No bug. This commit does not modify any of the memcmp
implementation. It just adds bcmp ifdefs to skip obvious cases
where computing the proper 1/-1 required by memcmp is not needed.

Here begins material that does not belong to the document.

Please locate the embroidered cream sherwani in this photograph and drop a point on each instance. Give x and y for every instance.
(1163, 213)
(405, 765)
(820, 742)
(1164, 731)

test-memcmp, test-bcmp, and test-wmemcmp are all passing.
---
 sysdeps/x86_64/multiarch/memcmp-sse4.S | 761 ++++++++++++++++++++++++-
 1 file changed, 746 insertions(+), 15 deletions(-)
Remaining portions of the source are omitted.